How do I describe what it felt like being trapped in that house? The house that was called my whole life, not because I wanted it to be, it didn’t feel true, but that’s the name that my mother called it. My whole life, that’s the name of the house.
I walk home in the cold autumn. It is dark and trees mysteriously blend into dark fences and other dark homes I cannot see past. The shapes are uncertain without much light. I try to enjoy the peace of being alone but I am planning my next defence. I am practicing the sound of my name, my real name, not the one she calls me. How to hide my name once more, how to offer pieces of my flesh that matter less? Like surviving frostbite, the cold first takes the tips of your fingers. All my heat surrounds my lungs and heart and brain. I keep my most important parts in tact. They take my innocence, my precious value, but they always leave my life. An opening for me, I have some hope for a future that is unconquered.

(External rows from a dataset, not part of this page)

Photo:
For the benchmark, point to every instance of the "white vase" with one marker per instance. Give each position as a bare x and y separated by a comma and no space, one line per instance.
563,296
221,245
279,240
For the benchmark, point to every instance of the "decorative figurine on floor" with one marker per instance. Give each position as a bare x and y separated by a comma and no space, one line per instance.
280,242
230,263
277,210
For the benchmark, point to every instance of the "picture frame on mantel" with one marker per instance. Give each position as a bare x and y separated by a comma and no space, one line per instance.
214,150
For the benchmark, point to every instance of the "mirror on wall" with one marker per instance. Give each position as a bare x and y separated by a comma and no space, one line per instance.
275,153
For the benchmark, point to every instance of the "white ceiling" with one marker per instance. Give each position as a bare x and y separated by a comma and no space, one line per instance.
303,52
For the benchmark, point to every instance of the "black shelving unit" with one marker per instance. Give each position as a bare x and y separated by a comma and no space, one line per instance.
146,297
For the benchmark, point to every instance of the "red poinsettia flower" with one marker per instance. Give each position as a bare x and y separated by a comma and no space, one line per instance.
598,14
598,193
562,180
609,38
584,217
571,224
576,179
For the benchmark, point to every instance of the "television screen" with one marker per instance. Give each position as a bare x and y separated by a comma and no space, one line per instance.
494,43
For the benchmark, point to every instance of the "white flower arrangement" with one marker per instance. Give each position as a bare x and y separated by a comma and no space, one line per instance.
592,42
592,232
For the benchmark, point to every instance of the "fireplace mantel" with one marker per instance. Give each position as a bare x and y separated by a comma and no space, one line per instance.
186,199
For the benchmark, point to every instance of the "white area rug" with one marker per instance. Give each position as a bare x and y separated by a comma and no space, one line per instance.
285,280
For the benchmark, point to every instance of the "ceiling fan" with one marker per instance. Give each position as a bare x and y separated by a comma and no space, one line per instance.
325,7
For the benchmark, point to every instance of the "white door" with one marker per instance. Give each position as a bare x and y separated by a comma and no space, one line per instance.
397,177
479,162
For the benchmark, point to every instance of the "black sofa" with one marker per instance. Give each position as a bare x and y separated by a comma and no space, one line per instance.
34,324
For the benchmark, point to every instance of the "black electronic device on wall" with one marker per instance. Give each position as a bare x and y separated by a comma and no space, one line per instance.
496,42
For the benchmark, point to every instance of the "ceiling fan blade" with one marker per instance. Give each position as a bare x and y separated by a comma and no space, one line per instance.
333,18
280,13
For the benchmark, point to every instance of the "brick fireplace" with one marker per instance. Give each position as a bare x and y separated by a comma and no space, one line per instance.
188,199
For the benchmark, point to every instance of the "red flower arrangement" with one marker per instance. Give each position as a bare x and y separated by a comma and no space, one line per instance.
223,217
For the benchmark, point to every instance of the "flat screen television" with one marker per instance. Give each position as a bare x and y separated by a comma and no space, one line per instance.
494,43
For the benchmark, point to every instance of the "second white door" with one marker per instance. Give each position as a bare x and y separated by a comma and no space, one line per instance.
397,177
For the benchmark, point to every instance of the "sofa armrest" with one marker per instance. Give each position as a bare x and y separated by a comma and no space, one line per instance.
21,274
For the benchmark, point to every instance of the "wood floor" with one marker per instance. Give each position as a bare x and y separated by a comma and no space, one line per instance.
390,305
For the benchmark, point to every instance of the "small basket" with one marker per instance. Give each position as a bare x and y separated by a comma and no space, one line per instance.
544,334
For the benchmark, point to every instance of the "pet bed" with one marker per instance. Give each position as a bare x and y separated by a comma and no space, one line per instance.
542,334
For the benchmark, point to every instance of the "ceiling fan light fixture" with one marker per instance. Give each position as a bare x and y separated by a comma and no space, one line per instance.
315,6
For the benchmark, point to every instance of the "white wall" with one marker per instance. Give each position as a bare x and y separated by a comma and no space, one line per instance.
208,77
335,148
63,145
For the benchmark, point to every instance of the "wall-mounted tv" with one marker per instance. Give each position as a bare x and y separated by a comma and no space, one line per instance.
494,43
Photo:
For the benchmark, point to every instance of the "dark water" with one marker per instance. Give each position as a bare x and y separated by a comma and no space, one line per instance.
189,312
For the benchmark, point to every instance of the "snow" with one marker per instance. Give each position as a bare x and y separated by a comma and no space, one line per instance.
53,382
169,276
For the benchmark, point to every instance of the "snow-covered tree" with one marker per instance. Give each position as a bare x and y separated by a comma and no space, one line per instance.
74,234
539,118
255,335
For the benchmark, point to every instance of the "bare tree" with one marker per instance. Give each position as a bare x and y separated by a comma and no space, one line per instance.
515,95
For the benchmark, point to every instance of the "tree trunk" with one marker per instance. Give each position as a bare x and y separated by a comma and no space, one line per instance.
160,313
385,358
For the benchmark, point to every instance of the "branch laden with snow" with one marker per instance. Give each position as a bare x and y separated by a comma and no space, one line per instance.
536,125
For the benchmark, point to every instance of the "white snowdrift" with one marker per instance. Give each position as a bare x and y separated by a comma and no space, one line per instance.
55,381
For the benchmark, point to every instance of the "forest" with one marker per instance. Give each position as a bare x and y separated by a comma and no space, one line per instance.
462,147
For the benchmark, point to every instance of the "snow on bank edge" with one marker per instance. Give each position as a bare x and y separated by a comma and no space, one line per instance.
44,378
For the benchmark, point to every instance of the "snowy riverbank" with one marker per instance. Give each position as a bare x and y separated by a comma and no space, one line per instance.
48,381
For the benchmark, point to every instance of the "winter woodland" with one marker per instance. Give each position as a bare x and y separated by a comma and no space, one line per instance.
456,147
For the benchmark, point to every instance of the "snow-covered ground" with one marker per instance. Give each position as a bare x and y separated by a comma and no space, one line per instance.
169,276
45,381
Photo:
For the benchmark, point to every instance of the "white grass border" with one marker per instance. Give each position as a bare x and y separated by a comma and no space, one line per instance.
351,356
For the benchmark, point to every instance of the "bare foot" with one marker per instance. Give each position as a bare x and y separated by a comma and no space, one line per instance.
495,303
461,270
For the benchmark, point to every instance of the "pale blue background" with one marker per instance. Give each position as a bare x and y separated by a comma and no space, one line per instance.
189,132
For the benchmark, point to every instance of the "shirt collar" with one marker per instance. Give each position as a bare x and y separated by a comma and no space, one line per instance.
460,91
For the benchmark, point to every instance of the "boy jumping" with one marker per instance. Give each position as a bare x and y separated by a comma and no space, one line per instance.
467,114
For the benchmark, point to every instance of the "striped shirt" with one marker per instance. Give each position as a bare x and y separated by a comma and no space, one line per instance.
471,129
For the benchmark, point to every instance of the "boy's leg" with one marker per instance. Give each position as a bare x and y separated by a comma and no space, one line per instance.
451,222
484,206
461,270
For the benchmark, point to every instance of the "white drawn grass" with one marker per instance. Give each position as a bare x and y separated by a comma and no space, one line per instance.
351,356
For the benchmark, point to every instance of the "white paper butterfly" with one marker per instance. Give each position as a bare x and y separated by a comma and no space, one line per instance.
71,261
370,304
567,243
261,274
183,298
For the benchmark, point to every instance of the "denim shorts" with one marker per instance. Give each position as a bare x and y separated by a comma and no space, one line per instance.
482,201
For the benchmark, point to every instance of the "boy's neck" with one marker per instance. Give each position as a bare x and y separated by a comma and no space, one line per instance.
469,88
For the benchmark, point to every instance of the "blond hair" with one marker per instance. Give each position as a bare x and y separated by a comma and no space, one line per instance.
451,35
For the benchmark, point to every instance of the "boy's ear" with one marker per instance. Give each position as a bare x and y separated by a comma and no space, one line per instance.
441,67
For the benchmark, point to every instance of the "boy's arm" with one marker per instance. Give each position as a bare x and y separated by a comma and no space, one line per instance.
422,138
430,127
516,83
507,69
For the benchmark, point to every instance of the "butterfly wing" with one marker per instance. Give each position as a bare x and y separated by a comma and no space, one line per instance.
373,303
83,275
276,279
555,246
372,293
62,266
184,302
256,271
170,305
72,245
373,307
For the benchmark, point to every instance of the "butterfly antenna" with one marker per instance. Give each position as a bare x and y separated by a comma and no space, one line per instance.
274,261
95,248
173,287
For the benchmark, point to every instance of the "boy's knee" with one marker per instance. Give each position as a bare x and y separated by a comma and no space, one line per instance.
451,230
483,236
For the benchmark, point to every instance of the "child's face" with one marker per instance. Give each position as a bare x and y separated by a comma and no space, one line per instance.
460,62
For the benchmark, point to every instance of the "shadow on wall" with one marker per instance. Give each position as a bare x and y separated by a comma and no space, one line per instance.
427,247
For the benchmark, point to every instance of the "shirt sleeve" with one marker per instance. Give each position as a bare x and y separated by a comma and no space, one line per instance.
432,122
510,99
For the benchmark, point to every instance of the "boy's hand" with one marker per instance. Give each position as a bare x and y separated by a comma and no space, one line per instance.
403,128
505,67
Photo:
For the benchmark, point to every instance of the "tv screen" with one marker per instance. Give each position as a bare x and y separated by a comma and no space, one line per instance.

She will call me by a name when I reach home, and quickly I must invent a story, a new name to feed her tonight. If I can keep her entertained every night then I will survive, like sherezade, until I am old, and she is weak.
I look back now and start to feel, to defrost myself. It quickly becomes too much. One tragedy compounds on another, always taking advantage, one over another, that is the only constant. I understand what to do now, I face the truth and brace myself. It was a hard life, yes, I reply to an imaginary interviewer, maybe police or social worker. And then I stare ahead blankly for an eternity. It was not a hard life, it was an abused life.